This would not only save an instruction (a minor issue), but it would also reduce collisions.

I've attached a file which calculates frequencies of collisions for demonstration purposes.  It shows that the calculation, as it stands right now, does not create a 1-1 mapping even on the 1st iteration through the loop.  Moving PERTURB_SHIFT to the line before the calculation does reduce the density of the collision space.  But using the calculation, which I proposed, eliminates collisions on the 1st iteration completely and reduces it on most subsequent iterations.
msg296073 - (view) Author: Inada Naoki (inada.naoki) * (Python committer) Date: 2017-06-15 07:29
You may misunderstood current lookup loop.

In your, `yield i` must be added right before `while True:`
msg296138 - (view) Author: Dmitry Rubanovich (Dmitry Rubanovich) * Date: 2017-06-15 23:28
I am looking at the 3.6.1 code.  I am not trying to simulate the index lookup as the lookup function would do it.  

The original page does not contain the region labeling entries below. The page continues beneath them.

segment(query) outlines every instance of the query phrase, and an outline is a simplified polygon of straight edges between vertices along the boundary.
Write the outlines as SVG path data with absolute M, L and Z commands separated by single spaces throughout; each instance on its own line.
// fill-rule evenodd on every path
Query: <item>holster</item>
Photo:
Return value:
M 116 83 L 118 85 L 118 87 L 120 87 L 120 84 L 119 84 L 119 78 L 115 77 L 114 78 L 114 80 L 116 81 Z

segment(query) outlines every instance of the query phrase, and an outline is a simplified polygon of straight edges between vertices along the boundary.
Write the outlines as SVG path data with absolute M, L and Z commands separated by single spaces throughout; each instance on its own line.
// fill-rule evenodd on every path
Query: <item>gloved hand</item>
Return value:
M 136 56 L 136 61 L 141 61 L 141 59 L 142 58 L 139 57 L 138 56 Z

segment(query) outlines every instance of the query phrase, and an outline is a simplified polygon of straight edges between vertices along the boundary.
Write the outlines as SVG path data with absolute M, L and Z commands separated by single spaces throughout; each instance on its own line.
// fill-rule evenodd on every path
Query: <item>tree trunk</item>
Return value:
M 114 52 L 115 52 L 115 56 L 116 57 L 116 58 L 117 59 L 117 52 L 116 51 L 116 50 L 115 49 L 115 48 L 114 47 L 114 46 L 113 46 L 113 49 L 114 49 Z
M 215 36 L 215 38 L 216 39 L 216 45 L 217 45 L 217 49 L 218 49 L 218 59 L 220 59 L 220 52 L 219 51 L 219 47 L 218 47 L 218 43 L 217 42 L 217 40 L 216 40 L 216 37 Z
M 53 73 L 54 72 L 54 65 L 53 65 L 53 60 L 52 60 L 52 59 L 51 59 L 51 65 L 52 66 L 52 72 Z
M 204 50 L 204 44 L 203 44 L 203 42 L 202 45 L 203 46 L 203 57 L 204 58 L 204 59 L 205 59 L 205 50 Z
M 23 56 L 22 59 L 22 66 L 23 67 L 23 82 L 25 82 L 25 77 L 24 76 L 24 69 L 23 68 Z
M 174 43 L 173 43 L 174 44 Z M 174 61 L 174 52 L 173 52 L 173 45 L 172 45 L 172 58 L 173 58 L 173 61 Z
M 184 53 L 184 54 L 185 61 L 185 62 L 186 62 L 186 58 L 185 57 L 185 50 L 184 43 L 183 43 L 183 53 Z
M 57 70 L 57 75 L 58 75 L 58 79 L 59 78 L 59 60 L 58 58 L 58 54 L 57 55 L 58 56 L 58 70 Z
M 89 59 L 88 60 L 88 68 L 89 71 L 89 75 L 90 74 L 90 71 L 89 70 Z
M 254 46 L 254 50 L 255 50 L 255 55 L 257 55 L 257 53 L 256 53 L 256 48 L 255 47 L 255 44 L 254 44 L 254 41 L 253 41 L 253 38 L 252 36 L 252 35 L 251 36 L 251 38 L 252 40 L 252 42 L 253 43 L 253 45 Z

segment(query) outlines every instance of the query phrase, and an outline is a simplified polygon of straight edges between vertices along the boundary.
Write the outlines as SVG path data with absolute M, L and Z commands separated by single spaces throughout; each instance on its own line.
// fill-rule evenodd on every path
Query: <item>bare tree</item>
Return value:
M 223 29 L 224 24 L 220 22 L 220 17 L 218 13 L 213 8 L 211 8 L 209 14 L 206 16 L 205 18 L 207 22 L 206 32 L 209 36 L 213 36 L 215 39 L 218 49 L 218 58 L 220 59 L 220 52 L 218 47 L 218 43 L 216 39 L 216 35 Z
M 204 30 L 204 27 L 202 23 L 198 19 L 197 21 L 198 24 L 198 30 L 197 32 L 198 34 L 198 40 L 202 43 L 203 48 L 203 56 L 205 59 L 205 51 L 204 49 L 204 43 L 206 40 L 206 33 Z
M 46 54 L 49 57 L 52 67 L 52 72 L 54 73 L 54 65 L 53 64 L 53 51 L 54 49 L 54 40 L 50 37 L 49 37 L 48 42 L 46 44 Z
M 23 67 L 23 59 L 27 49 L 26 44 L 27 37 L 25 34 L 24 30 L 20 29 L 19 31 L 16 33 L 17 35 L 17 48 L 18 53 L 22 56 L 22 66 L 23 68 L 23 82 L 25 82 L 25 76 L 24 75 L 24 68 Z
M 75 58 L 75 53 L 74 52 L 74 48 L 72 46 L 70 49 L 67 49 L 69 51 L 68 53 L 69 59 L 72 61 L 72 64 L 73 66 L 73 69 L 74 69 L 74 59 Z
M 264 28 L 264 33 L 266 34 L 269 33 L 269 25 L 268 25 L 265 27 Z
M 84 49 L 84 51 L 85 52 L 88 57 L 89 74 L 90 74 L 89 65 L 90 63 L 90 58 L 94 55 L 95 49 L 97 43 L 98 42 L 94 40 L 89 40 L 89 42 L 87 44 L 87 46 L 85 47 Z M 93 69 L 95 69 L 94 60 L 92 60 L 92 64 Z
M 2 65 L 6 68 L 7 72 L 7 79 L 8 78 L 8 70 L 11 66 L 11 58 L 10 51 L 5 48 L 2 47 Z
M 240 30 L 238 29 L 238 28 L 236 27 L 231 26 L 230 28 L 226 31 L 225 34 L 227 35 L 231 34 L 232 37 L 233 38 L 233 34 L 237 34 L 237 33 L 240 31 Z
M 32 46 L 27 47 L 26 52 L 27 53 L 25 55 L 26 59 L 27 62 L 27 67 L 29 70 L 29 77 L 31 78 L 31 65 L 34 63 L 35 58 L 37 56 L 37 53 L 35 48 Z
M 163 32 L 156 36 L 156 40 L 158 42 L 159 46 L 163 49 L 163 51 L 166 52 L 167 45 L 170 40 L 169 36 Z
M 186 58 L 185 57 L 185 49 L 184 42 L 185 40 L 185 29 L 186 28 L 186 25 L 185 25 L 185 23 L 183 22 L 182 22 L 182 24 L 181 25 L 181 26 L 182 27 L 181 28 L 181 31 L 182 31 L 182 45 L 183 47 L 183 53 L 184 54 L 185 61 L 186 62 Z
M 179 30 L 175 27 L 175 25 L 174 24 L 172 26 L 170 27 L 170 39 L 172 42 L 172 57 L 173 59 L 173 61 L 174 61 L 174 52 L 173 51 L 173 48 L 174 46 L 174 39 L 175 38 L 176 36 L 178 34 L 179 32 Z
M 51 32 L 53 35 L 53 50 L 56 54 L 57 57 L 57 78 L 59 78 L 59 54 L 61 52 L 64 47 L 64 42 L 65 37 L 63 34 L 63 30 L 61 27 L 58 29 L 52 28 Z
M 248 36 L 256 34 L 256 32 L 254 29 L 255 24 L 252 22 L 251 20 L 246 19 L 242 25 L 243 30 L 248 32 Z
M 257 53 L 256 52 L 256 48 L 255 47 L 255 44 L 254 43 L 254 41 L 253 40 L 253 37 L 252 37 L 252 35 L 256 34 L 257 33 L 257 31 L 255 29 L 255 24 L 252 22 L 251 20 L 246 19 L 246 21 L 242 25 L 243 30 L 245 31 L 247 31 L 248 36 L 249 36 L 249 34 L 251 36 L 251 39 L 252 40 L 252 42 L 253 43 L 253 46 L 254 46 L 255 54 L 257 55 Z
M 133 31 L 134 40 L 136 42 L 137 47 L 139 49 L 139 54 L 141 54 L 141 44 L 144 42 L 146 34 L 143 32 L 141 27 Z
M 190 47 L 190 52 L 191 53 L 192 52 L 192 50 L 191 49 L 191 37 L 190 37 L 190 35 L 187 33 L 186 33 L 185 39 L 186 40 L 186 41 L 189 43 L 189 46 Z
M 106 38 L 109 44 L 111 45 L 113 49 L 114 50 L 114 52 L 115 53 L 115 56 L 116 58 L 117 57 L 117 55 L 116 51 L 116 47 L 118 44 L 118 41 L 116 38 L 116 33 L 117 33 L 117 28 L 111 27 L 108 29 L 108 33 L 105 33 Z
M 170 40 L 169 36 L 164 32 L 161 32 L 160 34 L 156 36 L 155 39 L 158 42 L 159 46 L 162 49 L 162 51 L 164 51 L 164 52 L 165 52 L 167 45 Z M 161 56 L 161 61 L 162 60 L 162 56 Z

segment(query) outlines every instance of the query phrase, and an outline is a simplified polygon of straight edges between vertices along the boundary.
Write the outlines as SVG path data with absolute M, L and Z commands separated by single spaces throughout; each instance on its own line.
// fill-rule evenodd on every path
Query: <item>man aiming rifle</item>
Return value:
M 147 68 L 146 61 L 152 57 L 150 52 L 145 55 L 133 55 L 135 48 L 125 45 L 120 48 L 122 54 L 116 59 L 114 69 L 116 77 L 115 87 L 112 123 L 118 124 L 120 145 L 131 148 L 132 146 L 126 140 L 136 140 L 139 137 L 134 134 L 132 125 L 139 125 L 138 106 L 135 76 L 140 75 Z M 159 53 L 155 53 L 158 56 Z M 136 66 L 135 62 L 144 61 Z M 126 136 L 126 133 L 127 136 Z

There is no point in that.  The point of the script is to detect collisions among perturbed secondary indexes rather than between primary hashes and secondary.  To that end, it applies the perturbed secondary hash function to **all** primary indexes and stores the results.  This allows to judge the quality of the secondary hash function.  The "old" one was bad because it automatically created collisions by multiplying by zero-divisors of the 2^k ring.  The one used in 3.6.1 is better because it  doesn't always do that, but it still multiplies by zero-divisors of the ring when h mod 2^k is equal to (h >> 5) mod 2^k.  This multiplication by zero-divisors of the 2^k ring is what produces collisions.  The script simply counts them.  

The later iterations of the loop are not very relevant.  They will almost certainly produce further collisions, but that's unavoidable.  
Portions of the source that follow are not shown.